Mick and I ate and ate, I pressed by mother, and he unable to resist Jenny’s hospitable solicitude, until neither of us felt inclined to rise; when, just at the end of the feast—Mick and I being only just able then to make signs showing our inability to stow any more, speech having failed us—a most terrible bobbery broke out in the back garden, the cockatoo yelling like mad, and every other bird, I believe, in the shop joining in a demoniac chorus and lending emphasis to his screams.
“Ship my rullocks!” cried father, jumping up from his seat and making for the scullery door, with mother and Jenny after him. “It’s that dratted old tom-cat of Bill Squeers come prowling arter the birds again, I knows.
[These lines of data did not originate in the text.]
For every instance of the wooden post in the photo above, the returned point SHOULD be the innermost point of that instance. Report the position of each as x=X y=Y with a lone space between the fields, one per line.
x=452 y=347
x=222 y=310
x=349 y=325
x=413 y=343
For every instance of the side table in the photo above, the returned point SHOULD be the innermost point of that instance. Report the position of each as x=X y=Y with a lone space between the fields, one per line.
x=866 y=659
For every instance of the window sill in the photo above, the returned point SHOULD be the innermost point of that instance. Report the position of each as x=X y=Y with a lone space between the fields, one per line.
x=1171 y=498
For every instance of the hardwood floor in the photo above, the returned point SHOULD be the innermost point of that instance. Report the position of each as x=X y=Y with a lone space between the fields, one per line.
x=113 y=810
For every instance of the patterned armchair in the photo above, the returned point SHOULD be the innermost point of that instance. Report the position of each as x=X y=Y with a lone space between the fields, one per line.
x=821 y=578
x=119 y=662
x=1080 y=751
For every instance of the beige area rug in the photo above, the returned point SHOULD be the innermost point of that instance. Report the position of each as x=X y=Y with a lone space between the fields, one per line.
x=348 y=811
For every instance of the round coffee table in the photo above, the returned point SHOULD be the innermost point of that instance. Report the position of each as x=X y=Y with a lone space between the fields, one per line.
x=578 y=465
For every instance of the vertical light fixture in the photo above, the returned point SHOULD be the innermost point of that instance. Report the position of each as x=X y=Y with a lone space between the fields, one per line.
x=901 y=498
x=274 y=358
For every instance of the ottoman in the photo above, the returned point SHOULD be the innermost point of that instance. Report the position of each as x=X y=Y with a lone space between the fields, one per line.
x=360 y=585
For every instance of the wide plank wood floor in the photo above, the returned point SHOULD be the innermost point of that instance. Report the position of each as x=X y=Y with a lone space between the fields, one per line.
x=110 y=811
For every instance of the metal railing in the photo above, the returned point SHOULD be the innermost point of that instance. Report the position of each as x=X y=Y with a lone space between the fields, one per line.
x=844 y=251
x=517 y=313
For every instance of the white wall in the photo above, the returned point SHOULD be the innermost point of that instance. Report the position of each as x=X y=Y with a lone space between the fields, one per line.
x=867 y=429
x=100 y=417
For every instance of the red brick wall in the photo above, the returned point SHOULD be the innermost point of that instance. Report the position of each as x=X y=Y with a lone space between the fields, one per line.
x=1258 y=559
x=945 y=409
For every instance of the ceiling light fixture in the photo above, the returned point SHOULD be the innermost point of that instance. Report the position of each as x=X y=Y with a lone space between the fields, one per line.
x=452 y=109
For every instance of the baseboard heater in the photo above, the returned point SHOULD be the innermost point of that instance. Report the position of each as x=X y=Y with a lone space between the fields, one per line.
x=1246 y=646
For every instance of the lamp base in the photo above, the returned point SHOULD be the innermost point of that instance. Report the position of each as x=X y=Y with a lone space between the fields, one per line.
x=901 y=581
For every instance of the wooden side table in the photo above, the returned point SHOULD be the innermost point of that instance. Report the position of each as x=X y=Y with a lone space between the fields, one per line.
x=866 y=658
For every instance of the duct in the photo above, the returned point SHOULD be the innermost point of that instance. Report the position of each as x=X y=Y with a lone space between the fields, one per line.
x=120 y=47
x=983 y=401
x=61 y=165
I’ve sworn I’ll pison him some day; and, by the Lord, too, I will, if he’s bin and gone and meddled with ‘Ally Sloper’!”
“Aye, Thomas Bowling, just you stick to that,” said mother, spurring him on to instant vengeance, fearing that father’s loudly expressed animosity to our namesake the cat would evaporate, as it invariably did, after the cause of the commotion had made off. “The nasty beast nearly frightened one of Jenny’s canaries to death the other day; but I gave him one with my broom-handle which made him scoot, I can tell you, the brute not having come back into the garden again, as I knows of, till to-day!”
So saying, mother disappeared, with her potent broomstick, behind the hedge of evergreens that shut off the backyard from our garden, in the wake of father and Jenny, who, being more speedy in their movements, were already out of sight.
Mick looked at me, and I looked at Mick; and then the two of us burst into a roar of laughter as we followed up the chase to see the end of it.
We arrived just in time.
Jocko, who, as may be supposed, was the originator of all the row, had got up into the mulberry-tree, the cockatoo’s own especial domain, and, chattering and making faces at the bird, had clutched hold of one of his legs in his hand-like paw, trying to pull him from his perch.
This ‘Ally Sloper’ resisted with all his might and main, hanging from a branch of the tree with the claw that was free, while he pecked and bit the monkey with his nut-cracker beak, making Jocko wince and snarl and pull all the harder to get him into his clutches, the cockatoo screaming like mad, as I have said, all the while!